Figure 1: Courtesy ref no-16-Three-dimensional scatterplots show the patient distribution (n = 767) into groups on the basis of FSH (12 IU/L) and T (350 ng/dL) threshold levels. Hypergonadotropic hypogonadal (FSH > 12 IU/L and T < 350 ng/dL), hypergonadotropic eugonadal (FSH > 12 IU/L and T ≥ 350 ng/dL), normogonadotropic hypogonadal (FSH ≤ 12 IU/L and T < 350 ng/dL), and normogonadotropic eugonadal (FSH ≤ 12 IU/L and T ≥ 350 ng/dL). FSH = follicle-stimulating hormone; T = testosterone.

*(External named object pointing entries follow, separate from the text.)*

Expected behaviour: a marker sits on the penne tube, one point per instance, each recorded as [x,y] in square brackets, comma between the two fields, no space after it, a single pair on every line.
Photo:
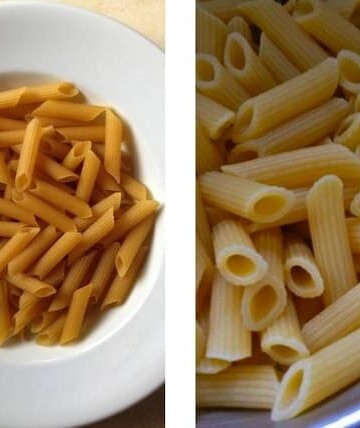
[239,386]
[317,377]
[60,199]
[275,60]
[76,155]
[213,117]
[302,276]
[51,334]
[121,286]
[76,314]
[348,132]
[272,108]
[88,176]
[132,244]
[211,33]
[326,212]
[94,133]
[31,285]
[5,317]
[264,301]
[243,63]
[113,138]
[236,257]
[44,211]
[28,155]
[280,27]
[330,324]
[74,279]
[127,221]
[299,168]
[249,199]
[305,130]
[68,110]
[326,26]
[217,83]
[134,188]
[104,270]
[282,340]
[228,339]
[208,156]
[16,244]
[93,234]
[11,210]
[57,252]
[33,251]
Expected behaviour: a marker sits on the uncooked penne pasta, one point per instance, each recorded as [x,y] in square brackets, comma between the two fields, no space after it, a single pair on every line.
[89,172]
[73,280]
[280,27]
[211,33]
[61,199]
[208,156]
[326,26]
[113,138]
[300,168]
[273,107]
[275,60]
[334,322]
[214,81]
[227,339]
[311,380]
[252,200]
[282,339]
[28,155]
[75,316]
[214,117]
[132,243]
[332,251]
[304,130]
[242,386]
[33,251]
[68,110]
[302,276]
[44,211]
[57,252]
[235,254]
[243,63]
[32,285]
[265,300]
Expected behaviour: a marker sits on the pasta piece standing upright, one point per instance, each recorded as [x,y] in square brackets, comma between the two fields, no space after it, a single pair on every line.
[332,251]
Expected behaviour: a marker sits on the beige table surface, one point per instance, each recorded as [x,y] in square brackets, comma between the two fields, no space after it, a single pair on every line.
[146,17]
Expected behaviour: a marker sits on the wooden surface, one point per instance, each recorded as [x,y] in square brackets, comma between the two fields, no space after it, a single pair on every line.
[146,17]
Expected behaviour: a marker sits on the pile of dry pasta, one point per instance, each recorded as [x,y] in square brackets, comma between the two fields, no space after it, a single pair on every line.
[278,203]
[75,224]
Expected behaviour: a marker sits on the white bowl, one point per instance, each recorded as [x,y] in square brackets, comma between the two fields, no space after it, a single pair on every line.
[122,358]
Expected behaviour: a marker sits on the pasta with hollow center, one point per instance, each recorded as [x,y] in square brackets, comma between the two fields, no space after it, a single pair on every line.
[287,193]
[71,213]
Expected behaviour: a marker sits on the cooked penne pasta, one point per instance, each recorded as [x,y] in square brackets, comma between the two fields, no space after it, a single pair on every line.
[227,339]
[272,108]
[302,276]
[243,386]
[235,254]
[214,81]
[113,138]
[247,198]
[57,252]
[75,316]
[326,212]
[243,63]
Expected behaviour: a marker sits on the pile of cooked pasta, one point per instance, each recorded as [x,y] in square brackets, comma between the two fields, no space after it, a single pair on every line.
[75,224]
[278,203]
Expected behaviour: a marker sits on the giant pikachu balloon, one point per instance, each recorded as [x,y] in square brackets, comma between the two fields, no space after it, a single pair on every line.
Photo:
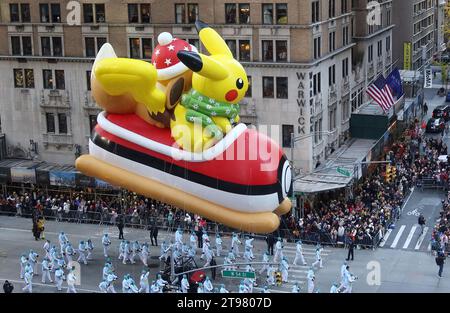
[170,131]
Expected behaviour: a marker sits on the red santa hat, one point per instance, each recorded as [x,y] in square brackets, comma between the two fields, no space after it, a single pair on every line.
[164,56]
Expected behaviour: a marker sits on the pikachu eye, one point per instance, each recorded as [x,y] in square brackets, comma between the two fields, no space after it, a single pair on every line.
[239,83]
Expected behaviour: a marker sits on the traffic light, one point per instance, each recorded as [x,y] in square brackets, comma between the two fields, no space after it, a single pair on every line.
[388,174]
[278,278]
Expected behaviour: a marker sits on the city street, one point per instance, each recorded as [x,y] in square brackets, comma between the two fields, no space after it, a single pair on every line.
[402,270]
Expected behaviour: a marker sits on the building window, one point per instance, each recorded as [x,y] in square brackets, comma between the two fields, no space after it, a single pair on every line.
[345,68]
[230,13]
[88,13]
[316,84]
[192,12]
[267,53]
[92,122]
[88,80]
[282,88]
[379,48]
[21,45]
[55,9]
[50,121]
[267,12]
[281,12]
[19,13]
[100,16]
[244,13]
[62,123]
[180,13]
[57,46]
[232,46]
[92,45]
[287,131]
[268,87]
[139,13]
[133,13]
[96,10]
[50,12]
[332,75]
[315,12]
[51,46]
[140,48]
[244,50]
[281,50]
[248,94]
[15,46]
[46,46]
[317,47]
[23,78]
[60,80]
[332,41]
[345,36]
[331,8]
[14,14]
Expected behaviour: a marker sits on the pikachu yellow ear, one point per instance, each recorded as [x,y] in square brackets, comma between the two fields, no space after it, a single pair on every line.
[203,65]
[212,41]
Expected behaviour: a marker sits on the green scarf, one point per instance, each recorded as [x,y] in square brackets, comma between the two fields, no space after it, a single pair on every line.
[201,108]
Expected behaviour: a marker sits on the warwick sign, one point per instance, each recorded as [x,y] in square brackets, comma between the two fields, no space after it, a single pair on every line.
[301,102]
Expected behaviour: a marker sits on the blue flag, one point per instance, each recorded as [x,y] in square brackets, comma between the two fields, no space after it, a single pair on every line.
[395,82]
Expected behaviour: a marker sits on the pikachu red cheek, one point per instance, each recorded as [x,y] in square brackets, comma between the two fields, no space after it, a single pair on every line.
[231,95]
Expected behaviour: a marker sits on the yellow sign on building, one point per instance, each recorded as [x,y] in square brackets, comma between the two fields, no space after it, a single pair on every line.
[407,55]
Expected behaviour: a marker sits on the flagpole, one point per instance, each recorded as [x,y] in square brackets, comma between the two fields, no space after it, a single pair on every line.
[368,83]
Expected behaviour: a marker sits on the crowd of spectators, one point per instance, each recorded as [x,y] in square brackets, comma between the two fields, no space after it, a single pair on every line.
[89,207]
[377,202]
[363,218]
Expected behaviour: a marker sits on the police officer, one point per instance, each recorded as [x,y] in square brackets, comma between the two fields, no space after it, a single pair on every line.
[23,264]
[278,250]
[106,242]
[59,277]
[71,280]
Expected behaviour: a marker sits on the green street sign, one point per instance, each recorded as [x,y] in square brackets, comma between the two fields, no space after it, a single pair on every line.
[343,171]
[238,274]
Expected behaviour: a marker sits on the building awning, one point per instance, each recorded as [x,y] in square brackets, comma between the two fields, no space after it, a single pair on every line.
[327,177]
[302,186]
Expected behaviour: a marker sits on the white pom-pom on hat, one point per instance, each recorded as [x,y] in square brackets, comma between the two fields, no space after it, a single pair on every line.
[165,38]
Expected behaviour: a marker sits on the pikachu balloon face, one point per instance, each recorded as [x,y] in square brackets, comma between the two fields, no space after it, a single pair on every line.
[219,82]
[219,75]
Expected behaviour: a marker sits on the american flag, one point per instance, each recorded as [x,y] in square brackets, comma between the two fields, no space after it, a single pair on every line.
[380,92]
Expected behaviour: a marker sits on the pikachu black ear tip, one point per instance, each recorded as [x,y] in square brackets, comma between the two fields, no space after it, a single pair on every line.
[200,25]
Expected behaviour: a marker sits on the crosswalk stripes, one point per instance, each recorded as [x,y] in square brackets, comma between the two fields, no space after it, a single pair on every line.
[397,238]
[407,237]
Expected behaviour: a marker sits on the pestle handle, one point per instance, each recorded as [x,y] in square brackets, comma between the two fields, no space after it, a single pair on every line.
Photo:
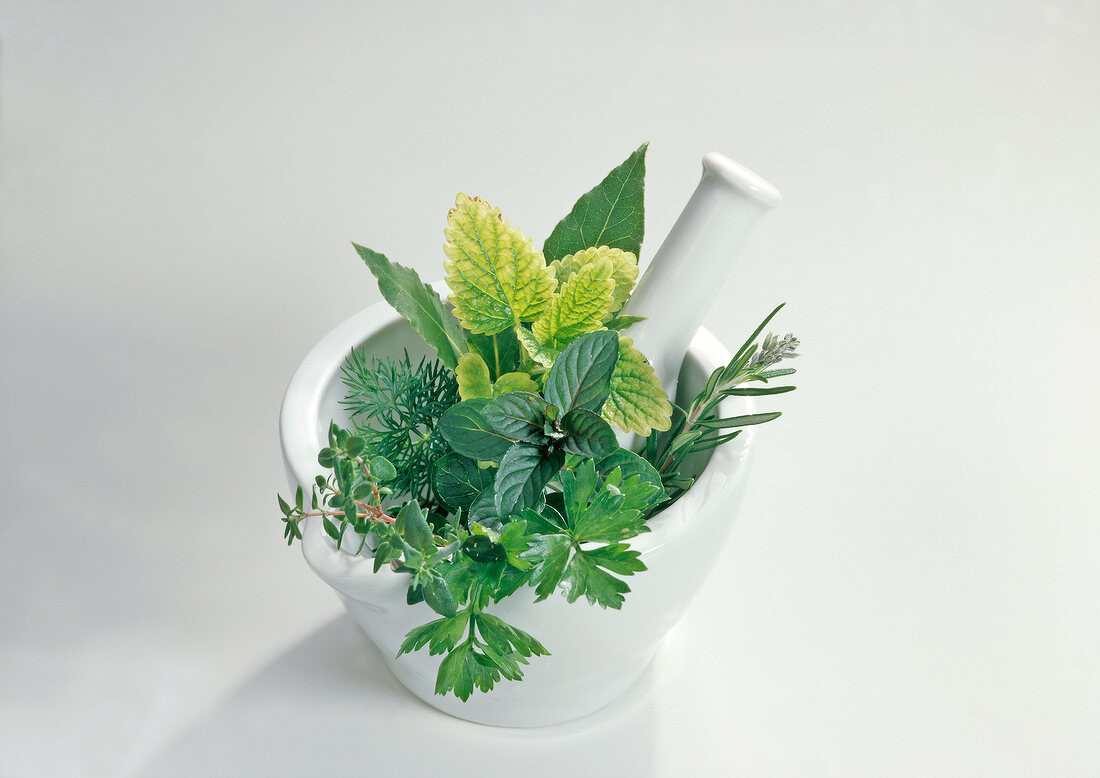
[689,270]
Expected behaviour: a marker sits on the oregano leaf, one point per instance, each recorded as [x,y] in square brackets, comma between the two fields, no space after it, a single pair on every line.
[413,527]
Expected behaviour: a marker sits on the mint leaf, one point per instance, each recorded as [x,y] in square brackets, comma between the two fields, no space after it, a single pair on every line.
[518,415]
[586,435]
[484,549]
[419,304]
[413,527]
[525,471]
[483,510]
[458,480]
[612,214]
[470,434]
[582,372]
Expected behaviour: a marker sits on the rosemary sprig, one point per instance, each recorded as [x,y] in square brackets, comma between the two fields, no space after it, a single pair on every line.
[699,428]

Akin to that other studies have evaluated prevalence of hypogonadism rates in case of men having NOA. For example Bobjer et al. [7], evaluated 65 men having NOA who had illustrated 40% of them displayed lesser T quantities in contrast to threshold of 10nmol/L. Nevertheless, their criteria were inclusive of patients with Klinefelters syndrome as well as other genetic aberrations in case of their cohorts that made comparison of results tough with those of Achermann et al.’s [16] study results. Reifsnyder et al. [6], performed asssessment of influence of preoperative medical therapy over men having NOA who had to get microdissection testicular sperm extraction (mTESE) performed. In their study which was encompassing 736 men having NOA, of which 47% of men were having T quantities <300ng/dl, to start with. Their observations were greater follicle stimulating hormone (FSH) quantities in men having Klinefelters syndrome within the men having lesser T quantities [6]. Furthermore, of men having NOA, testicular spermatozoa got retrieved in 52% [6]. Intriguingly , no significant variations in clinical pregnancy rates, live birth rates ( LBR) or SR rates amongst men having lesser T quantities in contrast to the ones having normal quantities were seen irrespective of if men having lesser T quantities got treatment or not. Additionally, no variations were found in testicular histologies amongst eugonadal in addition to hypogonadal patients [6]. These observations are converse of Achermann et al. [16], results where they showed predominantly sertoli cell only syndrome or hypospermatogenesis in men having hypogonadal NOA, pointing that men having biochemical hypogonadism possessed greater rates of spermatogenic failure in contrast to eugonadal patients having hypogonadal NOA [6].

Conclusions

In view of ITT is key in reference to spermatogenesis apart from tough to detect Pozzi & Ramasamy [18] posited serum 17 hydroxy progesterone(17-OHP) in the form of a dependable biomarker regarding status of ITT [18]. Regarding this the observations of Lima et al. [15], corroborate utilization of 17-OHP in the form of a dependable pointer regarding ITT quantities. Further research over the hypogonadism rates in case of men having NOA need to be taken into account, like 17-OHP in the form of a dependable biomarker in reference to status of ITT along with spermatogenesis. Overall these studies emphasize the requirement of greater exhaustive research regarding the prevalence of properties of the hypogonadal men having NOA. This study by Achermann et al. [16], is significant in view of it being large in addition to homogenous cohort of earlier patients having NOA without genetically determinable etiologies of NOA, might have added bias in the outcomes of the earlier studies. Their work displayed a significant prevalence of hypogonadal NOA, of which 80% of men having NOA illustrating T quantities <350ng/dl. Noticeably, if Achermann et al. [16], had chosen a cut off of 300ng/dl, their observations would have been more in agreement with the hypogonadal rates revealed in earlier studies of men having NOA. With prevalence of biochemical hypogonadism getting well displayed now, concentration of further studies need to be regarding treatment – for instance SERM, estrogen blockers (anastrozole), as well as /or HCG would result in escalation of probability of appearance of sperms in the ejaculate or in SR. Into the observations of Achermann et al. [16], continue to be significant in view of provision of greater insight amongst variations in case of eugonadal in addition to hypogonadal NOA along with propel greater work in this field [18].